Steven Walter to direct the Beethovenfest
May 4, 2020As announced on May 4, Steven Walter, currently director of the festival PODIUM Esslingen, will head the festival in the city of Beethoven's birth beginning November 1, 2021 and will support the festival staff until then. The 2021 season will be managed by the current director, Nike Wagner, whose term has been extended for an additional year.
Giving new life to music
After months of deliberations, the choice for Walter by the search committee — in which Deutsche Welle is represented — came as a surprise to many but was warmly greeted in Bonn. The choice is seen as daring, perhaps not risk-free but certainly future-oriented. Edging out nine other candidates, Walter stood out for his radical advocacy of unusual and innovative forms of music presentation. With many festivals seeking different approaches, he has a proven history of taking them.
Born in 1986 near Stuttgart in a German-American family, Walter told DW that he is proud to "combine both influences," although he culturally identifies with Germany "first and foremost."
His parents were not musicians, but an ambitious teacher ignited his passion for music. Studying cello in Oslo and Detmold, he founded the festival Podium Esslingen in 2009, which began as a students' project but has grown to European stature.
The Beethoven year became the coronavirus year
Two hundred and fifty years after the birth of Ludwig van Beethoven, two festival editions in Bonn had originally been planned for 2020, one in the spring and one in the autumn, but both had to be called off due to the coronavirus pandemic. The fall edition has now been scheduled to take place one year later, from August 20 until September 10, 2021.
With the first festival taking place in 1845, Bonn's Beethovenfest presents world-class artists each season.

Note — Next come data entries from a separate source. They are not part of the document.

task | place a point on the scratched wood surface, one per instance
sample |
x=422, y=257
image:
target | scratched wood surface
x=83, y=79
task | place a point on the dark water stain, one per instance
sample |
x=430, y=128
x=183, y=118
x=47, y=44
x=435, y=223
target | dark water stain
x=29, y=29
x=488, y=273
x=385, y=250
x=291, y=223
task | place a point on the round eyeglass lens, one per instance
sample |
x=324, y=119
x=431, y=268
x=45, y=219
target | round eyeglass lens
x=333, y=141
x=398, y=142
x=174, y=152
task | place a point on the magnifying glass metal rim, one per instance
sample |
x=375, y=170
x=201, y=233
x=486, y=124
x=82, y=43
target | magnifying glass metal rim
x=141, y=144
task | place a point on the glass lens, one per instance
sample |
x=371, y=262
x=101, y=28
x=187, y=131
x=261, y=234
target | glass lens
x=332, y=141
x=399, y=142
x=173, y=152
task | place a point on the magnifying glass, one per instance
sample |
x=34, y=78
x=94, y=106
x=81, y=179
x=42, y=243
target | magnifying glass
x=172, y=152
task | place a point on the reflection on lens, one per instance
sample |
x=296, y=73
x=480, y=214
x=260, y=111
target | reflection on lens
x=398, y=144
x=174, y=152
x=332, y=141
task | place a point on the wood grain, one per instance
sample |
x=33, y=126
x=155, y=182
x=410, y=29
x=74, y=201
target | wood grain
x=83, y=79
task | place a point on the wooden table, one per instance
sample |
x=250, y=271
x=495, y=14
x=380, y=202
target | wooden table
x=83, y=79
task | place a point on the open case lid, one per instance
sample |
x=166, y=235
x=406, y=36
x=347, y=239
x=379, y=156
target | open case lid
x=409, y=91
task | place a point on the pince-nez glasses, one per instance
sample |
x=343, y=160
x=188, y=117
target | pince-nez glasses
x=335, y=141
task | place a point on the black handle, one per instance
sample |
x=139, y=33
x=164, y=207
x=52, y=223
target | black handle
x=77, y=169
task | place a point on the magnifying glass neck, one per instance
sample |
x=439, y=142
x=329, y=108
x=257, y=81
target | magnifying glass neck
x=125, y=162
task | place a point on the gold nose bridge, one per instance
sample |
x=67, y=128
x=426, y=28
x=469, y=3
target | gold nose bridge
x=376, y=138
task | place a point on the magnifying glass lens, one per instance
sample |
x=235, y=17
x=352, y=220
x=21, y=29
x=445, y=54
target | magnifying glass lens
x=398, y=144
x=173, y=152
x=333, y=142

The programs center on Ludwig van Beethoven's works but also span the relationship between Beethoven and other composers, up to contemporary music.
Music for the "Post-Pandemic Festival"
Walter has co-founded various ensembles. In recognition of his work as an innovative music promoter, he was awarded an ECHO Klassik in 2010 and named Cultural Manager of the year in 2011. He frequently gives speeches on concert design and cultural management.
"I've always viewed my role as a musician and music mediator as an active one," explains Walter, who sees his strength in "working creatively with unusual performances spaces." That ability could prove decisive for the Beethovenfest, which during the restoration of the Beethoven Hall has had to seek out other venues. Work on the Beethoven Hall could continue for years.
Another core responsibility, says Walter, is caring for the many musicians now stranded by the coronavirus pandemic. "Who will make the music for the post-pandemic festival? Who will strike up a note when we're all able to return? We need reliable perspectives for music-making now. Otherwise there won't be any left, and the damage to the musical landscape will be immeasurable," he writes on his Facebook page.
"If music isn't performed, it doesn't exist," Walter continues. "Musicians lose their livelihoods, institutions and structures collapse. Of course, the air that carries sound waves is the same air that carries the virus. In a pandemic, we are responsible for our audiences. But we also bear a lasting responsibility for music. Every era can be measured in how it treats its artists."
"If you can make it there..."
Finding unusual presentation and distribution forms for classical music in the concert hall and online, and attracting a youthful audience are counted among Walter's achievements in Esslingen. His innovations there have included a "disco opera," music theater to a party with dance, a multimedia evening on Robert Schumann, and a combination of musical theater and orchestral installation.
Showing a delicate touch in navigating the fragile margins between the digital world and the real one, Walter has proven that he experiments with careful consideration and is known to own up to his mistakes. Curating the fellowship program #bebeethoven, he teamed up with 12 composers, performers and music producers across Europe to give the composer's music a 21st century twist for the anniversary year.
In an interview for the daily Stuttgarter Zeitung, Walter emphasized that while offbeat events can be easily staged in a city like Berlin, being able to capture the attention of the rather conservative public in Swabia and growing audiences there proves these ideas can work anywhere. That, clearly, is what the Beethovenfest's exploratory committee also hopes for Bonn.